Background: The aim of this study was to determine whether the use of indocyanine green angiography to identify devascularized parathyroids during thyroidectomy for thyroid cancer would decrease the rates of postoperative hypoparathyroidism.

Methods: Retrospective study of patients who had undergone total thyroidectomy for treatment of thyroid cancer between March 2021 and March 2023. The indocyanine group included patients with all four parathyroids identified and evaluated by indocyanine green angiography at the end of the procedure. Those with parathyroid glands classified with no vascularization had the glands autotransplanted. A group without indocyanine angiography was used to compare results.
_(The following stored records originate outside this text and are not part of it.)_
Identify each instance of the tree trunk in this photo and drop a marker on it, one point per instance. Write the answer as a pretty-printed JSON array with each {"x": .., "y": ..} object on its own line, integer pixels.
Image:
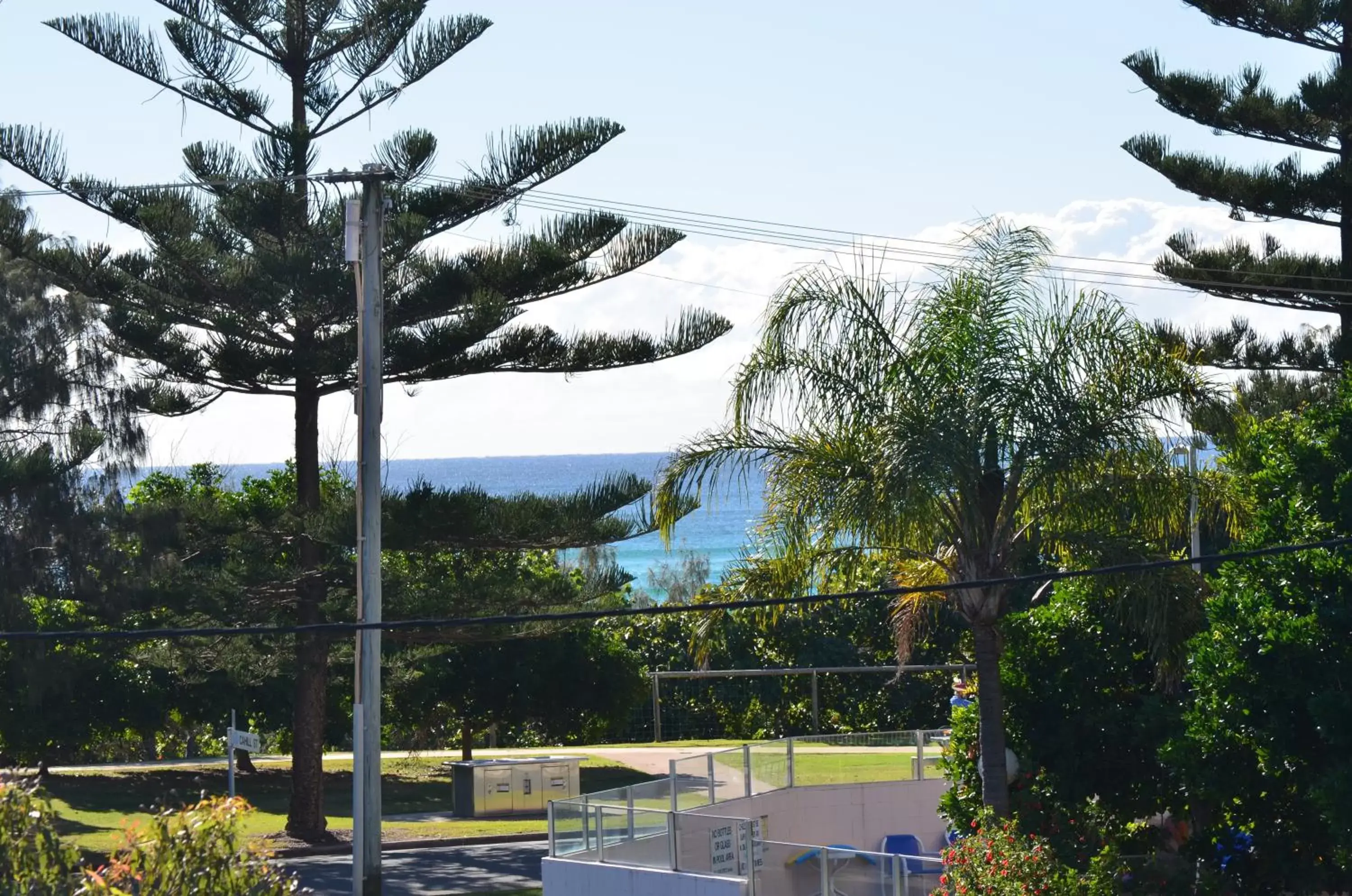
[
  {"x": 1344, "y": 348},
  {"x": 306, "y": 819},
  {"x": 996, "y": 790},
  {"x": 467, "y": 741}
]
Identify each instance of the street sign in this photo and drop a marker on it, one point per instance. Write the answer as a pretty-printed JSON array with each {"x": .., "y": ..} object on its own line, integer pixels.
[{"x": 245, "y": 741}]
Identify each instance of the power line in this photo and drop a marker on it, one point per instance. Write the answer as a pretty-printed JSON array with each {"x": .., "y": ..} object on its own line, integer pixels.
[
  {"x": 782, "y": 234},
  {"x": 916, "y": 256},
  {"x": 660, "y": 610},
  {"x": 571, "y": 201}
]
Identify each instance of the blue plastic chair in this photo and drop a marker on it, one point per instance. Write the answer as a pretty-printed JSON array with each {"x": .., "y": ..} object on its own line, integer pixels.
[{"x": 909, "y": 845}]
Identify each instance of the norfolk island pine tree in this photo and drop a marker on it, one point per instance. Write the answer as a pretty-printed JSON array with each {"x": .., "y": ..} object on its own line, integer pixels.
[
  {"x": 242, "y": 286},
  {"x": 1317, "y": 121}
]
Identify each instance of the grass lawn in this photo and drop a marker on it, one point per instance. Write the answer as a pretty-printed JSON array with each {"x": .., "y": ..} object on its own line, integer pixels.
[
  {"x": 856, "y": 768},
  {"x": 95, "y": 807}
]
Results: The analysis included 100 patients in each group. Indocyanine angiography identified 14.75% of devascularized parathyroids at surgery. The number of parathyroids with a score of 2 (i.e., good vascularization) was not a safe predictor of normal parathyroid hormone levels after surgery. Indeed, 29.2% of the patients with three parathyroids with a score of 2 developed transient hypoparathyroidism. Permanent hypoparathyroidism occurred in 7% of the patients without indocyanine group and in none of the patients in the indocyanine group (p = 0.014).

Conclusion: Intraoperative angiography with indocyanine green could contribute to reduce the occurrence of permanent hypoparathyroidism in patients undergoing surgical treatment for thyroid cancer.